Il Nord di Gaza assomiglia al Sud Libano di allora per tre motivi. Primo: è da qui che Hamas lancia razzi contro le città di Sderot, Ashdod e Ashkelon come Hezbollah faceva con Kiryat Shmona, Nahariya e Haifa. Secondo: è qui che Hamas ha costruito una capillare rete di bunker sotterranei.
Ha costruito fortini mimetizzati e punti d’osservazione per difendere le postazioni dalle quali vengono lanciati i missili proprio come Hezbollah aveva fatto a Sud del fiume Litani. Terzo: i missili più sofisticati che Hamas sta lanciando dal Nord di Gaza arrivano da una frontiera porosa come quella di Rafiah con l’Egitto nella stessa maniera con cui Hezbollah ne riceveva di ancora più potenti attraverso la frontiera aperta siro-libanese lungo la Valle della Bekaa.
Se a ciò aggiungiamo che Hamas condivide con Hezbollah la rigida disciplina dei miliziani, il disprezzo per gli accordi di pace con Israele firmati da Yasser Arafat e Abu Mazen, il sostegno finanziario-militare dell’Iran e un’ideologia basata sulla distruzione dello Stato ebraico non è difficile comprendere che lo scenario geo-strategico dell’invasione di terra di Gaza è molto simile a quanto avvenne nel 2006 nel Sud Libano.
Da qui l’ipotesi, di cui si discute in queste ore a porte chiuse a Washington come al Palazzo di Vetro, che l’interruzione delle ostilità possa essere ottenuta oggi come avvenne allora quando a prevalere fu un compromesso: Israele fermò gli attacchi e ritirò le truppe in cambio dello schieramento di una forza internazionale che ha finora impedito ad Hezbollah di tornare a bombardare la Galilea, consentendo però ai suoi miliziani di continuare ad operare ed armarsi. Il compromesso libanese, sancito da una risoluzione dell’Onu, resta una tregua tanto vulnerabile quanto precaria, ma ha comunque consentito da due anni la sospensione delle ostilità lungo il rovente confine internazionale Libano-Israele.
Resta da vedere se la diplomazia internazionale può essere in grado di ottenere adesso un simile risultato: il dispiegamento di osservatori internazionali nel Nord di Gaza unito al necessario rafforzamento delle poche unità dell’Unione Europea già a Rafiah per riuscire ad impedire il perdurante contrabbando di armi e missili dall’Egitto.
A rendere più difficile da percorrere la strada diplomatica è la temporanea debolezza degli Stati Uniti.

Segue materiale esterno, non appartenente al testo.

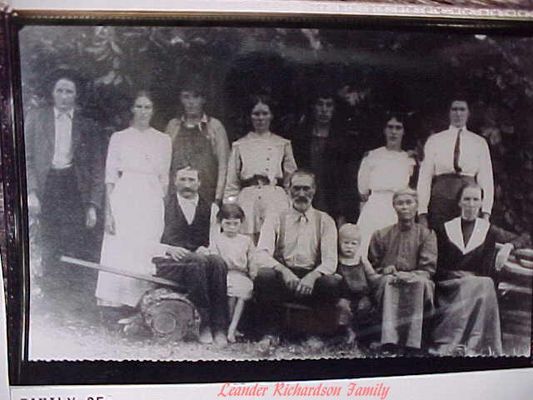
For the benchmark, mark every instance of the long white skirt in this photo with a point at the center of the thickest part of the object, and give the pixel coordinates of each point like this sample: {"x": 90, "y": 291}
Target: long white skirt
{"x": 138, "y": 209}
{"x": 376, "y": 214}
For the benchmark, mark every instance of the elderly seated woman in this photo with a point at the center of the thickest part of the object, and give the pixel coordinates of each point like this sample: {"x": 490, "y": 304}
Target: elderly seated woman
{"x": 468, "y": 320}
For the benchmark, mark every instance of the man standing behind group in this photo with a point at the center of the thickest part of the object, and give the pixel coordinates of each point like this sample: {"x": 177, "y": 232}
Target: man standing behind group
{"x": 65, "y": 167}
{"x": 318, "y": 147}
{"x": 200, "y": 141}
{"x": 453, "y": 158}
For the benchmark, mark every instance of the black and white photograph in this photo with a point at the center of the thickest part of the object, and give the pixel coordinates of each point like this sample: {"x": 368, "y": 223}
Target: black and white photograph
{"x": 276, "y": 193}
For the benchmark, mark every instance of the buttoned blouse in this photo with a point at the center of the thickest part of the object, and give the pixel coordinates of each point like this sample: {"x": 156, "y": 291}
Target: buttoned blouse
{"x": 408, "y": 250}
{"x": 474, "y": 161}
{"x": 145, "y": 152}
{"x": 268, "y": 155}
{"x": 63, "y": 139}
{"x": 385, "y": 170}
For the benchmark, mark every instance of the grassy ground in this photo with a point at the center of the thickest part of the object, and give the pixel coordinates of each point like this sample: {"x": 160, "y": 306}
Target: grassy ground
{"x": 66, "y": 325}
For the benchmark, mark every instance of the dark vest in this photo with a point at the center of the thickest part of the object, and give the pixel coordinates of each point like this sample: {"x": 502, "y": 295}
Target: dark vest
{"x": 177, "y": 230}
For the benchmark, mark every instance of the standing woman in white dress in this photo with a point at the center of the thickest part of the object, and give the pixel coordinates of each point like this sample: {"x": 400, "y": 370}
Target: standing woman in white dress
{"x": 259, "y": 169}
{"x": 137, "y": 175}
{"x": 383, "y": 171}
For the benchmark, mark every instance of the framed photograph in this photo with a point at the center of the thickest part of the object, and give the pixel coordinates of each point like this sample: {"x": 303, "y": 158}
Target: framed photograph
{"x": 255, "y": 197}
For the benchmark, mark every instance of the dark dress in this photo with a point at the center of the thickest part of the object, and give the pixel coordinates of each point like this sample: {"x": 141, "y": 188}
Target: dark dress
{"x": 467, "y": 320}
{"x": 331, "y": 159}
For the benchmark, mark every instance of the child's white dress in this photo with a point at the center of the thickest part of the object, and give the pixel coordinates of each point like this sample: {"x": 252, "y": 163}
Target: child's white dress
{"x": 237, "y": 253}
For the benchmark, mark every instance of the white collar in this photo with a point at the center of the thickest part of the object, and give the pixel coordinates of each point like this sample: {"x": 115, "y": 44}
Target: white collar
{"x": 203, "y": 120}
{"x": 455, "y": 234}
{"x": 69, "y": 113}
{"x": 456, "y": 129}
{"x": 183, "y": 200}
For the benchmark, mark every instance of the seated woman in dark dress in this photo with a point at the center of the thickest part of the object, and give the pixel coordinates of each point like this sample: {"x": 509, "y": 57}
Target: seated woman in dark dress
{"x": 467, "y": 320}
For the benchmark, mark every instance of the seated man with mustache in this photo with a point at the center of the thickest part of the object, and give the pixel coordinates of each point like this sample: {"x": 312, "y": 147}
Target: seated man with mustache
{"x": 296, "y": 258}
{"x": 187, "y": 228}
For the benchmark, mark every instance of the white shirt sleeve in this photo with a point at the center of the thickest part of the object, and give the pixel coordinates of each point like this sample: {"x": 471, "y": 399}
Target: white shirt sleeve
{"x": 427, "y": 170}
{"x": 113, "y": 162}
{"x": 485, "y": 177}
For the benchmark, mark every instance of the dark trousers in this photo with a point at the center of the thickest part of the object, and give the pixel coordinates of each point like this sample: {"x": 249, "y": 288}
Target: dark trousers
{"x": 62, "y": 219}
{"x": 443, "y": 205}
{"x": 204, "y": 279}
{"x": 271, "y": 293}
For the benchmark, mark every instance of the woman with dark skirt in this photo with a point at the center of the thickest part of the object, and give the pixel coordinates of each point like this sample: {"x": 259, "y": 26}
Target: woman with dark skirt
{"x": 467, "y": 321}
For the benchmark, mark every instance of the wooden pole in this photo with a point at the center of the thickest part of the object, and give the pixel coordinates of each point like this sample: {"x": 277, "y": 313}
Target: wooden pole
{"x": 111, "y": 270}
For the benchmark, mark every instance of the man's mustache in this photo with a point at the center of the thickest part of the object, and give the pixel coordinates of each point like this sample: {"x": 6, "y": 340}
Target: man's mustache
{"x": 302, "y": 199}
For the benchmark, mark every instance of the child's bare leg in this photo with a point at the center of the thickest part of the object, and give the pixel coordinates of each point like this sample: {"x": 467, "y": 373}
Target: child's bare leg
{"x": 236, "y": 317}
{"x": 232, "y": 301}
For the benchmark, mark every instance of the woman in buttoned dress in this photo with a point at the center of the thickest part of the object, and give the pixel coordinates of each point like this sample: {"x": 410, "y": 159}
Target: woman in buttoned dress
{"x": 137, "y": 174}
{"x": 259, "y": 167}
{"x": 382, "y": 172}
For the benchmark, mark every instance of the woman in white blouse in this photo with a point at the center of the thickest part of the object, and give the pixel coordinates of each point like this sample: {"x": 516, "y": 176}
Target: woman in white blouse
{"x": 383, "y": 171}
{"x": 137, "y": 174}
{"x": 259, "y": 167}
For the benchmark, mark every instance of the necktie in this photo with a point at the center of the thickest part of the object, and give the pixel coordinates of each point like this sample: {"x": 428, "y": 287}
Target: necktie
{"x": 457, "y": 152}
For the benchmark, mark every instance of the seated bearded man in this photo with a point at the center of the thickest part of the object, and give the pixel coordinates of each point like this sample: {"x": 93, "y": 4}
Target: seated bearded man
{"x": 296, "y": 259}
{"x": 188, "y": 222}
{"x": 405, "y": 257}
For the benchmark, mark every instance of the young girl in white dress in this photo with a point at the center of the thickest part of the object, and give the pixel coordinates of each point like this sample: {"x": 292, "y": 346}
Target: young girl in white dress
{"x": 382, "y": 172}
{"x": 137, "y": 173}
{"x": 236, "y": 249}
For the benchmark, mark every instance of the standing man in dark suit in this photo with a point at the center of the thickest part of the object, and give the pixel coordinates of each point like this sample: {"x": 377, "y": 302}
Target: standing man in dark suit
{"x": 65, "y": 166}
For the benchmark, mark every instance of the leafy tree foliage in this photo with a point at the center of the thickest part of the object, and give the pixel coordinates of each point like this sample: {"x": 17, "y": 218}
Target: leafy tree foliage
{"x": 417, "y": 72}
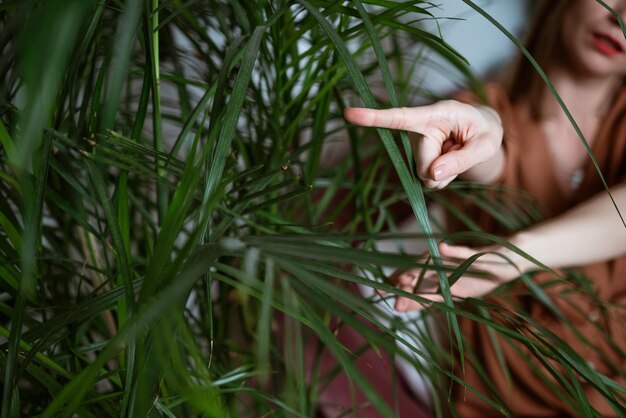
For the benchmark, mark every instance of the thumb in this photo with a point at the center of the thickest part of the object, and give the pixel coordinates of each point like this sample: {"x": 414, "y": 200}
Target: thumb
{"x": 454, "y": 162}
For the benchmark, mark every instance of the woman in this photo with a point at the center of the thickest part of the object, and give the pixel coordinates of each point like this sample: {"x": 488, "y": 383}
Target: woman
{"x": 524, "y": 139}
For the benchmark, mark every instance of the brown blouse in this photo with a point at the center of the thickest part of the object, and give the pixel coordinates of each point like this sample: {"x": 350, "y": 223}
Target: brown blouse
{"x": 498, "y": 366}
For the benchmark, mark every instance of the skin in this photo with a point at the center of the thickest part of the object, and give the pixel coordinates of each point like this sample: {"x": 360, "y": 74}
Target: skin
{"x": 454, "y": 139}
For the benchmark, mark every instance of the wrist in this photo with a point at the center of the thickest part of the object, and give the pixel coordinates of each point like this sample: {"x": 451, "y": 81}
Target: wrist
{"x": 522, "y": 241}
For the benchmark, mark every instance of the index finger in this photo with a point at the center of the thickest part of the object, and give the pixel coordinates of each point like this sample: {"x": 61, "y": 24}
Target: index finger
{"x": 401, "y": 118}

All’attuale presidente George W. Bush sono rimasti appena sedici giorni alla Casa Bianca, troppo pochi per condurre in porto un negoziato Onu che nel 2006 durò tre settimane, mentre il successore Barack Obama si insedierà a fine mese trovandosi da subito alle prese con una crisi economica galoppante al punto da far dire al suo consigliere David Axelrod che «quando non si ha né un lavoro né una casa è difficile pensare al Medio Oriente». Se a ciò aggiungiamo la prevedibile intenzione dei maggiori rivali degli Stati Uniti - Russia e Cina - di approfittare della transizione americana per rafforzarsi sul piano strategico, non resta che guardare verso l’Unione Europea e la Lega Araba, accomunate dall’interesse di voler spegnere l’incendio di Gaza per ragioni umanitarie senza voler però legittimare Hamas che rimane il principale ostacolo ad un accordo definitivo di pace fra Israele e Autorità palestinese.
Saranno i prossimi giorni a dire se dopo i segnali mandati da Nicolas Sarkozy e Hosni Mubarak - l’uno dicendosi a favore degli osservatori internazionali, l’altro impedendo l’arrivo di rifornimenti militari a Hamas - i Paesi europei ed arabi riusciranno a suggerire una via d’uscita diplomatica alla guerra di Gaza. In caso contrario saranno le armi a stabilire il nuovo equilibrio di forze fra Israele e Hamas. In attesa di Obama.